Cement company PPC said on Thursday its Zimbabwe business had remained resilient despite the economic challenges in the country over the last 12 months.
It said PPC Zimbabwe had kept its pricing in line with inflationary increases in the economy and demand remained strong, while EBITDA (earnings before interest, taxes, depreciation, and amortization) margins remained within the previously guided range of 30% to 35% for the financial year ending 2019.
"PPC Zimbabwe continues to follow a rigorous approach to liquidity management and cash preservation as highlighted in our update on 5 February," the Johannesburg headquartered group said.
Initiatives included 90 percent of input costs being sourced locally, increasing exports to neighbouring countries, continuing with clinker imports from South Africa and shares purchases of PPC on the Zimbabwe Stock Exchange.
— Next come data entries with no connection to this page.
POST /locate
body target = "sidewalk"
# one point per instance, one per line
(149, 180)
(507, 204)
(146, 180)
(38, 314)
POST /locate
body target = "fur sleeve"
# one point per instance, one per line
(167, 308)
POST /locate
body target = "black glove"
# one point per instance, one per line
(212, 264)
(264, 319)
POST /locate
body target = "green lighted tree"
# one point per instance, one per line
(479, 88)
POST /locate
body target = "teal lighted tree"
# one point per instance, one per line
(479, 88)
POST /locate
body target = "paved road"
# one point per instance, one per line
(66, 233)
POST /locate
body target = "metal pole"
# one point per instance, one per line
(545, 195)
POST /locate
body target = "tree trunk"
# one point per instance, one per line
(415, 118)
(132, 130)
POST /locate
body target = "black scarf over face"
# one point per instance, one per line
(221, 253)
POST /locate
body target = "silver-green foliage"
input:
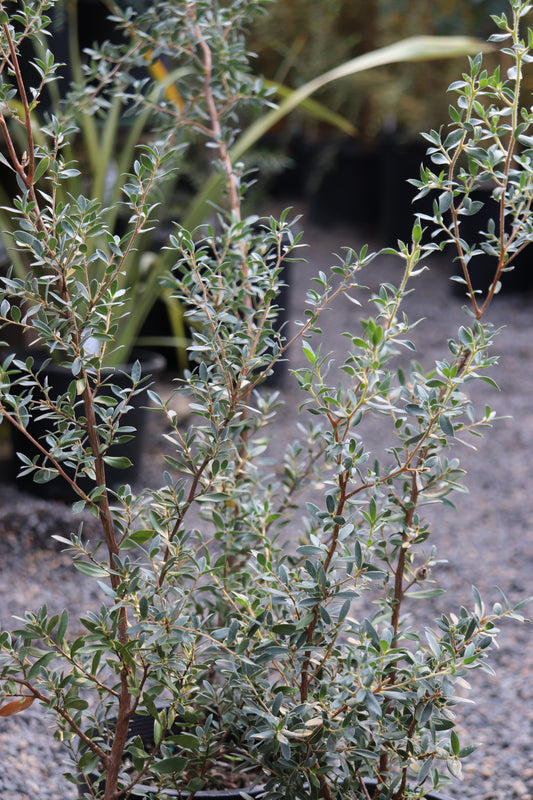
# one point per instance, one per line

PPC said the introduction of a formalised floating foreign exchange announced by Zimbabwe’s central bank governor John Mangudya last month was a positive development toward curbing the high inflation and excessive premiums created by parallel exchange rates.
The exchange market should result in a more efficient allocation of foreign currency, removing the distortions that were impacting the market, and facilitate the repatriation of cash in the medium to long term, it said.
"PPC Zimbabwe’s maintains a good relationship with the Zimbabwean monetary authorities and will persist in engaging the regulators and monitoring developments," the company added.
"The business continues to implement strategies to protect its financial position and utilise regulatory channels to repatriate funds where possible."